The Montana House of Representatives’ Business and Labor Committee tabled further action on HB 326 and HB 336 this morning, likely spelling the end of both bills during the 2015 Montana Legislative Session.
HB 326 would have allowed breweries to directly purchase a retail license (from the open market in most areas), permitting them to have all the privileges of a regular bar, but also gave retail locations (i.e. bars) the ability to obtain a brewery license (from the State). It would have raised the “small brewery” cap for on-premise sales/consumption from 10,000 and 60,000 barrels, but only if such sales did not exceed 500 bbls per year. .
In contrast, HB 336 would have increased the “small brewery” cap for on-premise sales from 10,000 barrels to 60,000 barrels without limiting the maximum yearly amount which could be sold for on-premise consumption.
The bills were supported by competing factions of the beer industry. The Montana Tavern Association and Montana Brewers Association joined forces to craft HB 326, which they dubbed the “Montana Brewery Act.” In response, the Montana Beer and Wine Distributors Association joined forces with a number of Montana breweries to support HB 336, calling it the “Pro-Beer Act”
As expected, discussion on HB 326 began with an amendment offered by Rep. Ryan Lynch to add a provision to lower the amount a brewery can self distribute from 10,000 to 6,000 bbl per year. The amendment passed by a 15-4 vote.
During discussion on the bill, Rep. Chuck Hunter noted the Committee had been presented with a good faith effort by industry members to reach compromise, but felt as though a compromise had not been reached. Hunter expressed a preference to bring the topics into an interim study to review all of the issues underlying the problems.
Rep. Jeffrey Wellborn said he’s sat on the committee for a long time, has heard many discussions about this issue and remembers a time when you couldn’t get industry members in the same room. While Wellborn acknowledged the lack of support from the distributors, he believed the good faith effort put into it by the others is enough to support it.

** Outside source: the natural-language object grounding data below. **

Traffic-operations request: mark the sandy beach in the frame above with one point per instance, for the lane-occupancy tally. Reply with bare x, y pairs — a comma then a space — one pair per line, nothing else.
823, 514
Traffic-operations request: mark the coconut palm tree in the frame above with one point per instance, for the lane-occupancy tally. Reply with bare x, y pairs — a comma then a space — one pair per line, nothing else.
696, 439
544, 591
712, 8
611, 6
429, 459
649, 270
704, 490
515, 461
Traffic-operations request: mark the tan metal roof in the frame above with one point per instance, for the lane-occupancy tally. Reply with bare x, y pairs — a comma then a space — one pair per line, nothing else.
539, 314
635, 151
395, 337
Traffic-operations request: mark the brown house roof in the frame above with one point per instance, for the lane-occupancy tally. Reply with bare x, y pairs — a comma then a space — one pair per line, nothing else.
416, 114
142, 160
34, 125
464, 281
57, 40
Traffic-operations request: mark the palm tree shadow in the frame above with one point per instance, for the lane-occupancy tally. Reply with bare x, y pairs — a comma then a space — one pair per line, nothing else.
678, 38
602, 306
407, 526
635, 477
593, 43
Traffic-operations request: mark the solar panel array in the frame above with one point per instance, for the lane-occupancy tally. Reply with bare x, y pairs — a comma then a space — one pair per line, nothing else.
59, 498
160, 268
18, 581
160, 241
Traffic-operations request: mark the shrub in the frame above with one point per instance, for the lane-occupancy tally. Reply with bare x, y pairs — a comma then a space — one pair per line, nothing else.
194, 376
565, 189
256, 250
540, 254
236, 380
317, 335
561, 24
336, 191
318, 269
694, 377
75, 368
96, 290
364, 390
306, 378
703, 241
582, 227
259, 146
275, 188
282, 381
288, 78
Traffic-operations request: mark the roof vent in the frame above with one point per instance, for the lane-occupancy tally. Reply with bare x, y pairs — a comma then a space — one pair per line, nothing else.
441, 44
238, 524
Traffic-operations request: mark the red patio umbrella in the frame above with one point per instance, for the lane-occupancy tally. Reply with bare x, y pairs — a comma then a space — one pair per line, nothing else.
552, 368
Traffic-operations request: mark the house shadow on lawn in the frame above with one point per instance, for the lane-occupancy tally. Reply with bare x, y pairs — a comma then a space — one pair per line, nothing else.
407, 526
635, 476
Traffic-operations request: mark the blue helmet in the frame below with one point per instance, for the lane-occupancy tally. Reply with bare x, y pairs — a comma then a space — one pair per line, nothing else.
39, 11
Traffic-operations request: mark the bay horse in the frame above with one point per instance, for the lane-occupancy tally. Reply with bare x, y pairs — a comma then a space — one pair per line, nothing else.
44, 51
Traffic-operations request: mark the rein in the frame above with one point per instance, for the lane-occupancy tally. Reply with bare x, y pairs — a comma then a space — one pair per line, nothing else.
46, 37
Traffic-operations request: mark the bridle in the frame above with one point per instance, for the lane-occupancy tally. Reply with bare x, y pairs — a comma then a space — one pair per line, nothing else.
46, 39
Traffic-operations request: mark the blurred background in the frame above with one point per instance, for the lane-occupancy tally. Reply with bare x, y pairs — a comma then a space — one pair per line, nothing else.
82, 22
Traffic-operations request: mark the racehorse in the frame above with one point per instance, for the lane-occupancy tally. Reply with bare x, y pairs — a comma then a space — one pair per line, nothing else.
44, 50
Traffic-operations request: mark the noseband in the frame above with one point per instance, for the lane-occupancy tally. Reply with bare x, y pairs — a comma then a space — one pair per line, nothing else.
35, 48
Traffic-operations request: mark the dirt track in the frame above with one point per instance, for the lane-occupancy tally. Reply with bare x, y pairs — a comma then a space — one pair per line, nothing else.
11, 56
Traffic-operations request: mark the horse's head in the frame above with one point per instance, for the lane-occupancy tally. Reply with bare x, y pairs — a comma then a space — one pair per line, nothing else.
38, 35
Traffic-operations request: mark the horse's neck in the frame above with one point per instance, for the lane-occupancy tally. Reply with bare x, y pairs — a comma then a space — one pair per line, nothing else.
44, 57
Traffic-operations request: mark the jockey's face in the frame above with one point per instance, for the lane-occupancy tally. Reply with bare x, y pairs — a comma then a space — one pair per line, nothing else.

Rep. Daniel Salomon and Rep. Christopher Pope expressed similar sentiments, each noting that upon passage the bill would continue through the legislative process where the parties would have an opportunity to make changes.
“The industry has brought an imperfect set of choices which I regret,” Pope said in advance of the vote. “I hopefully don’t regret it moving forward.”
Rep.Steve Fitzpatrick said he believes HB 326 protects both the property interests of the tavern owners while giving the brewers the ability to grow their businesses.
Rep. Willis Curdy had a different take. “Imperfection breeds continuous imperfection,” said Curdy. “There are serious winners and losers with this bill and I personally have a problem with that.”
Reflecting on the unlimited brewery licenses, but limited retail licenses, Rep. Vince Ricci noted “it is dangerous to mix quota licenses with non-quota licenses.”
The motion to send the bill out of Committee with a “do pass” recommendation failed on a 9-10 vote. A follow up motion to table the bill passed on a voice vote.
The Committee next considered HB 336, to raise the “small brewery” cap for on-premise sales from 10,000 to 60,000 bbls. Representative Mike Lang presented an amendment to the bill to change the proposed definition of “affiliated companies” with respect to calculating the 60,000 bbl production limit. The amendment passed on a voice vote.
There was no discussion on the bill itself which similarly failed to garner enough votes to pass out of committee (9-10 vote). It, too, was subsequently tabled on a voice vote.
Bills which are tabled in committee can be revived for further action, though it is a very rare occurrence. Thus, tabled bills are generally categorized as “likely dead.”